Mr. Trump in recent weeks has ratcheted up his own rhetoric toward Beijing, repeatedly dubbing the coronavirus a “Chinese virus” and saying the country’s inaction contributed to the spread and cost countless lives.

Meanwhile, several U.S. states — led by Missouri — have sued China for damages related to COVID-19.

Mr. Wang dismissed those lawsuits.

“If anybody thought they could use some ludicrous lawsuits to undermine China’s sovereignty and dignity or to deprive the Chinese people of their hard-won gains, they [are] daydreaming and bring disgrace to themselves,” he said.

Mr. Wang also argued that the U.S. is merely hurting itself by continuing to focus on China rather than its own response to the outbreak.

“COVID-19 drives home once again that no country, no matter how strong it is, can insulate itself from a global challenge,” he said. “Pointing fingers at others will only end up damaging one’s own reputation. Self-conceit and blame-shifting will not help one solve its own problems.”

U.S. officials have stopped short of proclaiming that a new Cold War is inevitable but they readily concede that the coronavirus has fundamentally shifted the American-Chinese relationship.

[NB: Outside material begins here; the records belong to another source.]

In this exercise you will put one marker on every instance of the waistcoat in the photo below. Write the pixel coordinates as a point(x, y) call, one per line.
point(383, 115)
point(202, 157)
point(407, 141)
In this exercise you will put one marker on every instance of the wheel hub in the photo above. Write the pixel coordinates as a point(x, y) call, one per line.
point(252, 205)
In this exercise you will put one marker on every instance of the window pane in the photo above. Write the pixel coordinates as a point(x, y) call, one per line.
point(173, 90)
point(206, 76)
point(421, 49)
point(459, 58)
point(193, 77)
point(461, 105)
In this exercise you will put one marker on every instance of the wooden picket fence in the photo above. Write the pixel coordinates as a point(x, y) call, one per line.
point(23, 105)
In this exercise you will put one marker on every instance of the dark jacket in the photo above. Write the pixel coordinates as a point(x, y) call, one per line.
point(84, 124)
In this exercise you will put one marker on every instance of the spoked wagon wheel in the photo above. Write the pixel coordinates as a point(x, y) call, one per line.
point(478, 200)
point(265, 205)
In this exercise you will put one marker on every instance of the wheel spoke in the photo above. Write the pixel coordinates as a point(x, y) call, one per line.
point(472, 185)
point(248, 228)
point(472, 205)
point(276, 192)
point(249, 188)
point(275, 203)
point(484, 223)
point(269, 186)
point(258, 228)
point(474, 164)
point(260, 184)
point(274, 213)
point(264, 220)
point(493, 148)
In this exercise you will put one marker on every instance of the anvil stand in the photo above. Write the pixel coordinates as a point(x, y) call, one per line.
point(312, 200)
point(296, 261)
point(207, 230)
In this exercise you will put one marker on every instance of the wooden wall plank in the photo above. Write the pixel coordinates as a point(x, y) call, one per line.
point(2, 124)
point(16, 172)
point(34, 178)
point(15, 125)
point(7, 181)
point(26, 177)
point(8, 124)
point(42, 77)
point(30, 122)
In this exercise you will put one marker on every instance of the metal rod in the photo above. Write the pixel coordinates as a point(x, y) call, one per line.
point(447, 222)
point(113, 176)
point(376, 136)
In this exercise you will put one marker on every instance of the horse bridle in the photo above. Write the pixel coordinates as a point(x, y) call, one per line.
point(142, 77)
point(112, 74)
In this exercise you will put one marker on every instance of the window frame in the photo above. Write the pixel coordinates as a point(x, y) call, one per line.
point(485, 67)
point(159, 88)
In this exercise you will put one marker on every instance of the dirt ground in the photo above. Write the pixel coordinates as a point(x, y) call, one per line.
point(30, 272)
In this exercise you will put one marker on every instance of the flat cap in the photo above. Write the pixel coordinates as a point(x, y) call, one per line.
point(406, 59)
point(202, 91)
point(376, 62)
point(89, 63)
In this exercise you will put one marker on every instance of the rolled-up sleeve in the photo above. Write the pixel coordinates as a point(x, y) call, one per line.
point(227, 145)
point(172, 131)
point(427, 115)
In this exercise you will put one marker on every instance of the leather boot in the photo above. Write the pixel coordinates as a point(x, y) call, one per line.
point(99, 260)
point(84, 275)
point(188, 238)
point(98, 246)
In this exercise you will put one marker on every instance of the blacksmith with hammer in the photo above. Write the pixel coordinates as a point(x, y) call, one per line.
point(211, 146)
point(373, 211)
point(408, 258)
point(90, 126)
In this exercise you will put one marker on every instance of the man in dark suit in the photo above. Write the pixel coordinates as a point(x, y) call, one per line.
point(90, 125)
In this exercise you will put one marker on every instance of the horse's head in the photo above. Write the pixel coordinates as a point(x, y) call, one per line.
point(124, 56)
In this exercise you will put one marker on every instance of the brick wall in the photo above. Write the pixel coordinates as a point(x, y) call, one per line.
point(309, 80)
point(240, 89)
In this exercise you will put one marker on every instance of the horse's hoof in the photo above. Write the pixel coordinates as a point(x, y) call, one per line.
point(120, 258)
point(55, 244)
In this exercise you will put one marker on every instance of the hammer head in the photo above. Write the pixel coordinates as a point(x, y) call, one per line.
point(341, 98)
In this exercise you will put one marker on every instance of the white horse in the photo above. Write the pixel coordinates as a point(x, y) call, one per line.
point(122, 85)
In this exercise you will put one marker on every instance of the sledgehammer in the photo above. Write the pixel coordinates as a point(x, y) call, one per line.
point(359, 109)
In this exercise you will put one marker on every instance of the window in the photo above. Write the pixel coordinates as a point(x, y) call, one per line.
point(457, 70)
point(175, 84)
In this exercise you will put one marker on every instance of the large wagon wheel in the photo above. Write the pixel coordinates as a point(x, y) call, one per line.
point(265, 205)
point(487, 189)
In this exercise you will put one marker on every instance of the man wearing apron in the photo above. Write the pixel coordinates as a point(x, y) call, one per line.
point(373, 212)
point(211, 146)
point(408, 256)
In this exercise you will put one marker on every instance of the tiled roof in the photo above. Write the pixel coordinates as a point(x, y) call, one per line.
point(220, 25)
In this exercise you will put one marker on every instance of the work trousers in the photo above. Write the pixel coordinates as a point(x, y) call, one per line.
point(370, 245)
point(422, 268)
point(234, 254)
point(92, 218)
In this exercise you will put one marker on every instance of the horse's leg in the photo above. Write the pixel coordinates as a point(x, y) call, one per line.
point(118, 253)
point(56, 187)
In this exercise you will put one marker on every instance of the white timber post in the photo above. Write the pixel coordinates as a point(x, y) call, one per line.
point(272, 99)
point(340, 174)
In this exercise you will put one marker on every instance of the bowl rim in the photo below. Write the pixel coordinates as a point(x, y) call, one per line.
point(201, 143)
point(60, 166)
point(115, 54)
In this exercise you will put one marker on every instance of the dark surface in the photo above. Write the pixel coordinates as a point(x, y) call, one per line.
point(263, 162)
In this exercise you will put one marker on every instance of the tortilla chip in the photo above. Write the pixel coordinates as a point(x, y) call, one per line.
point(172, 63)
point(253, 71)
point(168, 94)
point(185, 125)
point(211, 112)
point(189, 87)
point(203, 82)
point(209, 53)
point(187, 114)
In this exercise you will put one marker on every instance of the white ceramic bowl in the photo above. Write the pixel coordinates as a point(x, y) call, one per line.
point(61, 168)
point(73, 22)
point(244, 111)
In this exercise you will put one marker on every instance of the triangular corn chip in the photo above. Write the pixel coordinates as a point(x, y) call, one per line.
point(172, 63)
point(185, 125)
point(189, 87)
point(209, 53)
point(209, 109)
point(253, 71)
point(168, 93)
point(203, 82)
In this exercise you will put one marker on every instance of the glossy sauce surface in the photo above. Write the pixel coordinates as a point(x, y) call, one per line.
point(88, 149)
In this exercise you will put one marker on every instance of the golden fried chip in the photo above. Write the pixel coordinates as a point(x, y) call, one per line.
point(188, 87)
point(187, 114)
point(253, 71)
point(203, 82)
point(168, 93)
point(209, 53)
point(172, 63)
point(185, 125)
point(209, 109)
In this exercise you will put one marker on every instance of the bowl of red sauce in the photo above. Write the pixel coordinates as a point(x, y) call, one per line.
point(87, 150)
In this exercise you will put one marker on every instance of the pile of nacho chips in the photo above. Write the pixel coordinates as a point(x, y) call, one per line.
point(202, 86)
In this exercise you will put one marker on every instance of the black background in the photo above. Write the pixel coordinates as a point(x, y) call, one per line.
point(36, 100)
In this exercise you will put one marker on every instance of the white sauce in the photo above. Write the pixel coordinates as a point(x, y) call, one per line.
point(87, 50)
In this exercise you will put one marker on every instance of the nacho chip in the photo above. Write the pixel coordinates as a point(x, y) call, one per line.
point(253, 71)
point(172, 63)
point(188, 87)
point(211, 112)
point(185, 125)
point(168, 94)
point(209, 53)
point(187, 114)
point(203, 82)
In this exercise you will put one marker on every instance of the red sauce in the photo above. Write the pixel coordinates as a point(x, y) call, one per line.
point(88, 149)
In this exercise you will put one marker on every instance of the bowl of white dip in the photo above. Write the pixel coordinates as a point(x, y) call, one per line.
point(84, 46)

“There’s certainly been a change in this country over the last few months after we’ve seen what China has done with regard to the coronavirus. I think it’s the latest example of China once again not living up to its international obligations, saying one thing and doing another,” Defense Secretary Mark Esper told radio host Hugh Hewitt on Friday. “I’ve seen this relationship with China evolve over time. And I think the stronger and more capable we are, the more likely we are to preserve the peace and to keep the relationship or get the relationship back on the right track.”